I do understand that there is no reference to or corresponding word for "it" in the french statement. Also, you mentioned that there is no subject in the expression to which I agree. Contrary to the notion that it is improper to use "it is useless" in place of "useless" when making the translation to English, it is a legitimate form of its usage, particularly in such circumstances.
Imagine being asked to complete the statement, "The french expression Inutile d'essayer de t'échapper, c'est fermé à clé means, " where you' are to provide the meaning. It would seem rather compelling to add, "It is useless trying to escape, it is locked" rather than "Useless to try to escape; it's locked" as the answer.
The french expression "Inutile d'essayer de t'échapper, c'est fermé à clé" means, "Useless to try to escape; it's locked" vs
The french expression "Inutile d'essayer de t'échapper, c'est fermé à clé" means, "It is useless to try to escape; it's locked"

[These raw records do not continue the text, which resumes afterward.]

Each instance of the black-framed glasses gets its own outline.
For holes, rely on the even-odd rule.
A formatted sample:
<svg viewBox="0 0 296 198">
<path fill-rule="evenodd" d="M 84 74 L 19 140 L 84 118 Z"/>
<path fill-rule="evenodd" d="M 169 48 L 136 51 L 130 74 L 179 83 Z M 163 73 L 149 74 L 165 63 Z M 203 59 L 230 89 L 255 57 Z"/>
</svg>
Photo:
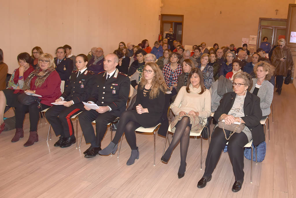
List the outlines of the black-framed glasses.
<svg viewBox="0 0 296 198">
<path fill-rule="evenodd" d="M 237 85 L 237 87 L 239 87 L 242 85 L 244 85 L 245 84 L 242 84 L 242 83 L 235 83 L 235 82 L 232 83 L 232 86 L 233 87 L 234 87 L 235 85 Z"/>
<path fill-rule="evenodd" d="M 47 60 L 39 60 L 39 62 L 41 63 L 43 62 L 44 62 L 44 63 L 47 63 L 49 61 L 48 61 Z"/>
<path fill-rule="evenodd" d="M 151 74 L 151 73 L 152 72 L 154 72 L 154 71 L 152 71 L 151 70 L 147 70 L 147 69 L 144 69 L 143 71 L 144 72 L 144 73 L 147 73 L 149 74 Z"/>
</svg>

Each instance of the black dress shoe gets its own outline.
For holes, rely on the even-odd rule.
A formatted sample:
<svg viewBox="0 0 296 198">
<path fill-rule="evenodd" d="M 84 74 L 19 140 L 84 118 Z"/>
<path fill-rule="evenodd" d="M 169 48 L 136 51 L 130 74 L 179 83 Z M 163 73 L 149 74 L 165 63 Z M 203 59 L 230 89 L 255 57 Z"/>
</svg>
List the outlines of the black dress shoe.
<svg viewBox="0 0 296 198">
<path fill-rule="evenodd" d="M 67 137 L 66 140 L 61 144 L 59 147 L 61 148 L 66 148 L 69 147 L 76 142 L 76 138 L 74 135 Z"/>
<path fill-rule="evenodd" d="M 86 149 L 85 151 L 83 152 L 83 154 L 84 155 L 86 155 L 89 152 L 89 151 L 91 149 L 91 148 L 92 147 L 91 146 L 89 147 L 89 148 Z"/>
<path fill-rule="evenodd" d="M 212 176 L 207 180 L 203 177 L 200 179 L 197 183 L 197 188 L 202 188 L 207 185 L 207 182 L 210 181 L 212 179 Z"/>
<path fill-rule="evenodd" d="M 62 143 L 65 141 L 66 140 L 66 138 L 64 138 L 64 137 L 62 137 L 62 136 L 60 136 L 59 139 L 57 142 L 54 143 L 54 146 L 55 147 L 59 147 L 62 144 Z"/>
<path fill-rule="evenodd" d="M 232 192 L 238 192 L 242 189 L 242 184 L 240 183 L 240 182 L 236 181 L 234 182 L 234 183 L 232 186 L 232 188 L 231 189 L 231 190 Z"/>
<path fill-rule="evenodd" d="M 99 154 L 99 152 L 102 150 L 101 147 L 91 147 L 89 153 L 84 155 L 84 157 L 86 158 L 91 158 L 95 157 L 96 155 Z"/>
</svg>

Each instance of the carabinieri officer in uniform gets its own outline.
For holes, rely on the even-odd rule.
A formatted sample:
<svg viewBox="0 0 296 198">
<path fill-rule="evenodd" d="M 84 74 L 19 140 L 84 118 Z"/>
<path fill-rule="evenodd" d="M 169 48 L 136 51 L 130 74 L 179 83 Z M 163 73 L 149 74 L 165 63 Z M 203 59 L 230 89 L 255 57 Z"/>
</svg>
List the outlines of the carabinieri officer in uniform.
<svg viewBox="0 0 296 198">
<path fill-rule="evenodd" d="M 129 78 L 120 72 L 116 66 L 119 59 L 116 54 L 110 53 L 105 57 L 105 72 L 99 73 L 89 103 L 101 106 L 96 110 L 84 106 L 85 110 L 78 116 L 79 123 L 86 143 L 91 146 L 83 152 L 84 157 L 95 157 L 100 150 L 101 142 L 105 135 L 107 124 L 113 121 L 126 110 L 129 93 Z M 96 121 L 95 134 L 91 122 Z"/>
<path fill-rule="evenodd" d="M 95 81 L 94 72 L 87 70 L 87 57 L 81 54 L 76 57 L 78 70 L 71 75 L 69 86 L 56 102 L 65 101 L 62 105 L 54 105 L 45 112 L 45 117 L 59 139 L 54 145 L 62 148 L 69 147 L 76 142 L 73 124 L 70 118 L 84 110 L 82 102 L 86 102 Z"/>
<path fill-rule="evenodd" d="M 66 58 L 66 49 L 63 47 L 57 48 L 56 51 L 57 56 L 54 58 L 55 69 L 62 80 L 65 81 L 65 87 L 70 81 L 69 79 L 73 70 L 73 61 Z"/>
</svg>

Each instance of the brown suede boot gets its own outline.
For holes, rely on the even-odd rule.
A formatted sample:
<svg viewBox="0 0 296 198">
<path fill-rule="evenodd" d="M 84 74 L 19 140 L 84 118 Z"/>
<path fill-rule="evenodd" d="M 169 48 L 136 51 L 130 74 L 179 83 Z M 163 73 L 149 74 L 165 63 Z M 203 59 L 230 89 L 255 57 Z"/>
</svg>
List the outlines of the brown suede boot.
<svg viewBox="0 0 296 198">
<path fill-rule="evenodd" d="M 37 131 L 30 131 L 30 135 L 28 141 L 24 144 L 24 146 L 28 147 L 34 144 L 35 142 L 38 142 L 38 134 Z"/>
<path fill-rule="evenodd" d="M 24 130 L 22 128 L 17 128 L 15 134 L 11 140 L 11 142 L 17 142 L 20 140 L 20 137 L 24 137 Z"/>
</svg>

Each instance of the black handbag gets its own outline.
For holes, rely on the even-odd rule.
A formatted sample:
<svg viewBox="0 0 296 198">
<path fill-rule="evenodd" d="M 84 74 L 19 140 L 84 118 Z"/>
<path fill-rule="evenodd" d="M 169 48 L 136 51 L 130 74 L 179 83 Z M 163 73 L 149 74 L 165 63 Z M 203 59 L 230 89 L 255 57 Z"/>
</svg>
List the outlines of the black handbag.
<svg viewBox="0 0 296 198">
<path fill-rule="evenodd" d="M 25 105 L 30 105 L 35 102 L 39 104 L 41 100 L 36 96 L 28 95 L 24 93 L 19 95 L 17 99 L 20 103 Z"/>
<path fill-rule="evenodd" d="M 291 70 L 288 70 L 288 72 L 287 73 L 287 76 L 286 77 L 286 78 L 285 79 L 285 81 L 284 82 L 284 83 L 286 85 L 289 85 L 291 82 Z"/>
</svg>

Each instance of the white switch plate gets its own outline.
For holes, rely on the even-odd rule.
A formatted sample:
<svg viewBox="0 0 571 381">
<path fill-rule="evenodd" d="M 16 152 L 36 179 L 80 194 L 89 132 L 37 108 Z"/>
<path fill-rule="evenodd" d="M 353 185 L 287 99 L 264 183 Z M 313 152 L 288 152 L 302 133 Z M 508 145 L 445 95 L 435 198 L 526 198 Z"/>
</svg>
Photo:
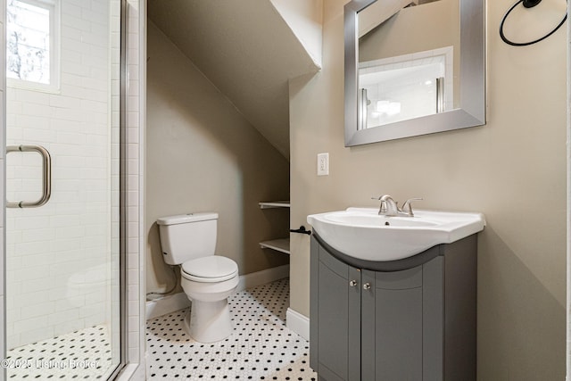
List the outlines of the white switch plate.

For further reference : https://dictionary.cambridge.org/grammar/british-grammar/it
Grammatically correct sentences (clauses) in English have a subject and a finite verb. Though we often do write and speak using phrases (without a verb), this one sounds wrong to me. Maybe the French are happy to omit the finite verb? (The finite verb in "it is locked" is a secondary one and could stand alone as a sentence.) If we changed the word order to "It is locked and (therefore) [it is] useless trying to escape" the second "is" is implied; but it still sounds a bit odd without it.
Your last proposed sentence "It is locked and (therefore) [it is ] usless trying to escape" sounds odd because it is incorrect. The second "it is" is not optional. The subject "it" of the first clause is different from the subject "it" of the second clause. It will become obvious to you if you substitute the first "it" with a noun, e.g. "the house is locked and useless trying to escape".
"Trying to escape is useless, it's locked."
This is a rather better translation than Duo's, because it acknowledges the absence of "It is" before "useless." Indeed, I am surprised that this translation has been rejected, because it accords so well with the spirit of the French construction...(IMO)
t’ is short for te when using the verb escape in its reflexive form s’échapper (de) e.g. to escape (from prison). Compare the reflexive English verbs to free oneself or to extricate oneself. There is also a non-reflexive form échapper (à), which I think would be used when escaping from a person or e.g. a lion. Notice échapper au lion, not échapper du lion.
In English, you can say Useless to try escaping OR Useless to try to escape. DUO accepts only the infinitive and not present participle. Clearly not a native speaker doing that. It's similar to saying that "I like to go to the movies" is correct but "I like going to the movies" is not correct!!!! Very poor
Since there is no context for this sentence, would "de vous échapper", "de nous échapper" or "de s'échapper"? It is unclear whom this is addressed to: is it one person trying to escape (te), are we talking to more than one person (vous), are we trying to escape as a group (nous, on), or is this just a general statement about the security of the place we are trying to escape from (on = people in general)?